A cani e gatti, sempre più umanizzati, manca solo la comunione

Antonio Gurrado

Nel corso della storia gli uomini hanno imparato a riconoscere come propri simili gli schiavi e gli indigeni del nuovo mondo. Ora qualcosa di simile accade con gli animali domestici

Ci sono state le copertine di Panorama e di Newsweek: la prima recava la foto di un cane e di un gatto sopra la scritta “Nuovi figli”; la seconda mostrava un cane che ansava palpitante sotto la scritta “Il vero amore”. Ostile l’una, benevola l’altra, entrambe davano per assodata, così rimarcandola, l’antropizzazione degli animali domestici, cui riserviamo titoli (figli) e sentimenti (amore) tradizionalmente destinati ai nostri simili. Lo facciamo, è il sottinteso, poiché ormai li riteniamo tali.

Un procedimento del genere si è verificato già due volte nel corso della storia globale: con gli schiavi, originariamente ritenuti macchine semoventi, e con gli indigeni del Nuovo Mondo, originariamente ritenuti animali industriosi benché privi di anima. Col tempo, grazie al cielo, si è arrivati a stabilire che sì, quelle presunte macchine e quei presunti animali erano nostri simili e come tali andavano trattati; un ruolo chiave ha avuto la Chiesa, decidendo dopo lungo dibattito in favore della liceità di evangelizzarli e ammetterli all’eucaristia. Nella circostanza, ha fatto bene.

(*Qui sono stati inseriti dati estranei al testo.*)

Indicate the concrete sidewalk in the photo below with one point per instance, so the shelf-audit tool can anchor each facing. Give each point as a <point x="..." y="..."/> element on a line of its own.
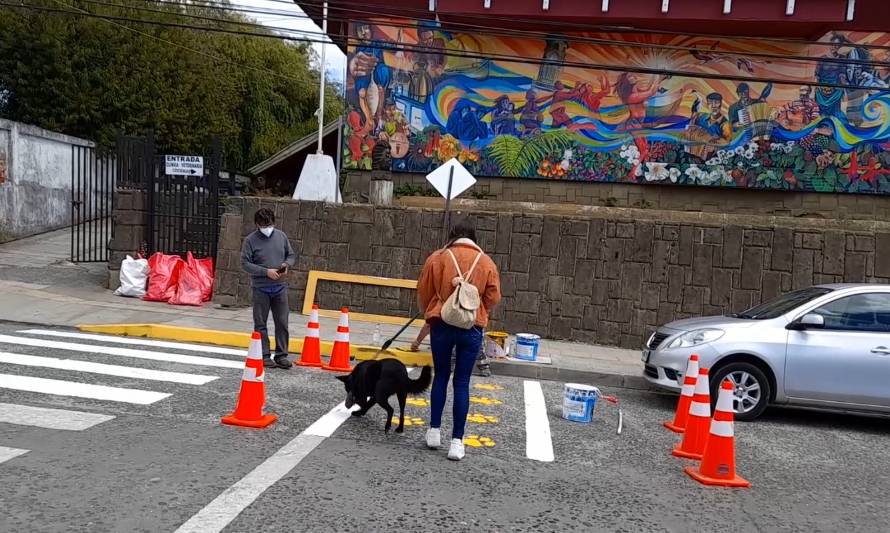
<point x="39" y="286"/>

Adesso però c’è da domandarsi se questa ondata di antropizzazione che investe i nostri piccoli amici (i vostri: io non ne ho) non possa essere foriera di uno sviluppo similare. Va bene la copertina di Panorama, va bene anche quella di Newsweek, ma io inizierò a preoccuparmi quando – che so – Avvenire titolerà: “Comunione ai cani, c’è il sì dei vescovi”.